Wednesday, April 30, 2008

A Trip to Animal Farm, Part 2

I saw no one and wondered if I had missed a sign. Coming to a fork in the road, I paused, perplexed. Which way?

"Mom?" I heard Emma call. I now knew which way to go--toward my daughter's voice. I took the road more traveled, and that made all the difference. Reunited with her, the wind felt less cold. We studied a flower and waited for Nathaniel.

Soon he appeared, grinning and rubbing his arms. "I'm freezing!" he complained, still rubbing his arms in a futile attempt to free them from the wind's chilling embrace.

"Have y'all seen anyone?" I asked.

"No," they answered together.

We walked three abreast, following our "yellow brick road" and hoping to soon stumble upon "Oz," the Animal Farm Learning Center, where, according to our flyer, we would meet a guide who would take us on an "open house" tour which would reveal to us the secrets of sustainable living.

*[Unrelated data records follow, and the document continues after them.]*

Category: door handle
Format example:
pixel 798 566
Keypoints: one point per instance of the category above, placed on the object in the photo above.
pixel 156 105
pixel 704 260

A faded sign directed us to turn left for the Learning Center. We trudged along, wondering aloud if we would find lots of people there. Just when we had decided that we had missed a turn, we spotted two structures ahead on our left. One elderly couple investigated the site. A Hindu statue protected the entry to the second building, lending it an air of being an ancient ruin. The thatched roof and plastered walls contributed to this feeling. We determined that the second building had to be the Learning Center, since the first was more of a pavilion. We entered the second building.

Woven mats covered the floor of what appeared to be a yoga center. Great expanses of jalousie windows soared to the rafters on one side. Small windows, low to the floor on the opposite side of the jalousied ones, lent a cozy feel. There were no exhibits, no slideshows, just a few bamboo chairs and a built-in window seat. "Maybe this is a Hindu chapel, instead of the Learning Center," I said to Nathaniel and Emma.

Exiting the "chapel", I approached the elderly couple and asked if they knew if we were at the Learning Center and if they knew when anyone would meet us there for the tour. They didn't know any more than we did but seemed content to explore the pavilion and listen to bird calls.

While I visited with the birdwatching couple, Emma discovered a cottage-style flower garden behind the pavilion. Delighted by the number and variety of blooms, she called for me to "come see."

Nathaniel, intrigued, studied the rustic, freeform pavilion walls, which were shaped to fit the tree branch that functioned as the walls' capstone.

It was now after 3:30. We had left home at 7:45 that morning. Feeling suddenly weary, I stepped inside the pavilion and gratefully sat down at a table. "How lovely it would be if someone appeared with a loaded tea cart," I thought. Looking up, the sun shone on us through a peephole in the intricately-designed ceiling. There was no rubber stamping, no "spec" building here.

The sound of a car engine disturbed my reverie, and I looked toward the road to see someone in a white compact car talking to the elderly couple. "How odd that someone would get lost out here," I thought, assuming that they were asking for directions.